Hess’s law type 2

The second way to apply Hess’s law uses standard enthalpies of formation.

formation reaction

a reaction in which a compound is formed from its elements

C(s) + O2(g) → CO2(g), `Delta H=-393.5\ "kJ"`

standard enthalpy of formation (`Delta H_"f"`)

the molar enthalpy for a formation reaction (expressed per mole of product produced) where the elements are in their standard states and the reaction occurs at SATP (25 ºC and 101.3 kPa)

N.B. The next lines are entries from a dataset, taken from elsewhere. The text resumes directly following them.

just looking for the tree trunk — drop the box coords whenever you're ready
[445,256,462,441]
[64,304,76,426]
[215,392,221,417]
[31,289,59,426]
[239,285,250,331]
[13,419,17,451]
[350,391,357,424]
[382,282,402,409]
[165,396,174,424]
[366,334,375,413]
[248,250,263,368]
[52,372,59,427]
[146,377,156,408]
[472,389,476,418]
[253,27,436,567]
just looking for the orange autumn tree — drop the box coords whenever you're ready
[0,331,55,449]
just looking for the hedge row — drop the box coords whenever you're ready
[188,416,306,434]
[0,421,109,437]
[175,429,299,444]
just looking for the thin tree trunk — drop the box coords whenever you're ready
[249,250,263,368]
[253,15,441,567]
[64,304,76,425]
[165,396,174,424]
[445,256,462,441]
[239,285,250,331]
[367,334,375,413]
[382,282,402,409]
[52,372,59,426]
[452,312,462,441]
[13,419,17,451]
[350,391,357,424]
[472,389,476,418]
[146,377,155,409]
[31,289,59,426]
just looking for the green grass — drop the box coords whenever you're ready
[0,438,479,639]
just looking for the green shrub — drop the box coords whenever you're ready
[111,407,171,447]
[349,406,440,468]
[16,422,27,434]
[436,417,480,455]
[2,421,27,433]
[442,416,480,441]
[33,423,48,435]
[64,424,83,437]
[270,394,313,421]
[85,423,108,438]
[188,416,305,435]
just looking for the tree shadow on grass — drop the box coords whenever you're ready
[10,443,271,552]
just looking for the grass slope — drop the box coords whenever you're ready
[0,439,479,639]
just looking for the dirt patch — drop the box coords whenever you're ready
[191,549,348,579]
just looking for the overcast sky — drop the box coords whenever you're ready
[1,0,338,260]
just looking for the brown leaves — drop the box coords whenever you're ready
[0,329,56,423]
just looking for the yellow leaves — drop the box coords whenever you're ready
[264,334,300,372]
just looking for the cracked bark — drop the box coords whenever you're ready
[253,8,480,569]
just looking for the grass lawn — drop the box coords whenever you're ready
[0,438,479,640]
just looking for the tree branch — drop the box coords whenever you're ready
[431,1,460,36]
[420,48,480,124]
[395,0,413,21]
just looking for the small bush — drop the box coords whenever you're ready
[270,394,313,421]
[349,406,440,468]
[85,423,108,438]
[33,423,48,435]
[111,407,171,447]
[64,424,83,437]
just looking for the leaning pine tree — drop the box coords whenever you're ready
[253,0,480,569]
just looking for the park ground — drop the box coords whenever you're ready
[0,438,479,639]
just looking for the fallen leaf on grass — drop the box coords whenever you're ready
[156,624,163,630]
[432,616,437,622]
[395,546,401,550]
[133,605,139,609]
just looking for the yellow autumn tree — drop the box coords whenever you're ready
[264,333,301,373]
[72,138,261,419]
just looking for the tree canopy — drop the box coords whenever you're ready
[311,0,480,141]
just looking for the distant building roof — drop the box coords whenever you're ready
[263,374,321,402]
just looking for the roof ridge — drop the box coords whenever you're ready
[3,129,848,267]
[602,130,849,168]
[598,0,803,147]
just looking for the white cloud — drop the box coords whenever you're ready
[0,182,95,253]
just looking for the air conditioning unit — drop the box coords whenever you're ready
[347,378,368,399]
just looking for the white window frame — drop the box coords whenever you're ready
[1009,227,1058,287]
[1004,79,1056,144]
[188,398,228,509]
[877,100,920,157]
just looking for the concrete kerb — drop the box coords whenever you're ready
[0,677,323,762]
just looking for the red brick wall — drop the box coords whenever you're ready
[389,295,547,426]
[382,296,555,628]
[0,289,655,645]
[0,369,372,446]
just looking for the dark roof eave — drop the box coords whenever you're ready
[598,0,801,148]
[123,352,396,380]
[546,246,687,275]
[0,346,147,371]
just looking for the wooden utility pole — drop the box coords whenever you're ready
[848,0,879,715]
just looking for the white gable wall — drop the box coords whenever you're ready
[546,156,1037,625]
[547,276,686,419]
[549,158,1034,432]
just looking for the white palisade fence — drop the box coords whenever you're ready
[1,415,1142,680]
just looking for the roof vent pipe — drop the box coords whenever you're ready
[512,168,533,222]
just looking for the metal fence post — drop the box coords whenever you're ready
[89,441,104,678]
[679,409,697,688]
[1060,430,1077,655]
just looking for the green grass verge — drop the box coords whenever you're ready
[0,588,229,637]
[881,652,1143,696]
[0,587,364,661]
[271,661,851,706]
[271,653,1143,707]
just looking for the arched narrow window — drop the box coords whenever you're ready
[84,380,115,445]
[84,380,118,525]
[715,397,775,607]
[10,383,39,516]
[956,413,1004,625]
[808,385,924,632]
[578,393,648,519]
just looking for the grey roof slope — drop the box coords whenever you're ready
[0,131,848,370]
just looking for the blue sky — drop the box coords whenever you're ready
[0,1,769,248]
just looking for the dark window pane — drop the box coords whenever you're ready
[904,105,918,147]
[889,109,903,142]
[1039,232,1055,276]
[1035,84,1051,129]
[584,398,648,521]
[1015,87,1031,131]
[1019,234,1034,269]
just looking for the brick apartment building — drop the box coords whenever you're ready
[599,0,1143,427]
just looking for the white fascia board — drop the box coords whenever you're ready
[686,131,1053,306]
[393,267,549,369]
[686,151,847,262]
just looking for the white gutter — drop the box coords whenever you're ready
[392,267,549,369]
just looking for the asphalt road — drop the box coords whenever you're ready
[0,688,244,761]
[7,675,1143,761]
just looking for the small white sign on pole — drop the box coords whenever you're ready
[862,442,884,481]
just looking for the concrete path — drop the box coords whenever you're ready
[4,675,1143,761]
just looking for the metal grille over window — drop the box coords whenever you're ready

`Delta H_"f" = -393.5\ "kJ/mol"` CO2(g)

The standard enthalpy of formation for elements already in their standard states is zero.

We can calculate the enthalpy change of a reaction using the individual `Delta H_"f"` values of the products and reactants:

`Delta H = sum nDelta H_"f(products)" - sum nDelta H_"f(reactants)"`.


What is the enthalpy change for CH4(g) + 2 O2(g) → CO2(g) + 2 H2O(l)?

Begin with the formula given above. Substitute moles and standard enthalpies of formation for each product and reactant:

`Delta H = [(1\ "mol")(-393.5\ "kJ/mol") + (2\ "mol")(-285.8\ "kJ/mol")]`
`- [(1\ "mol")(-74.4\ "kJ/mol") + 0]`.

This evaluates to −890.7 kJ. Notice that the answer is in kJ, not kJ/mol.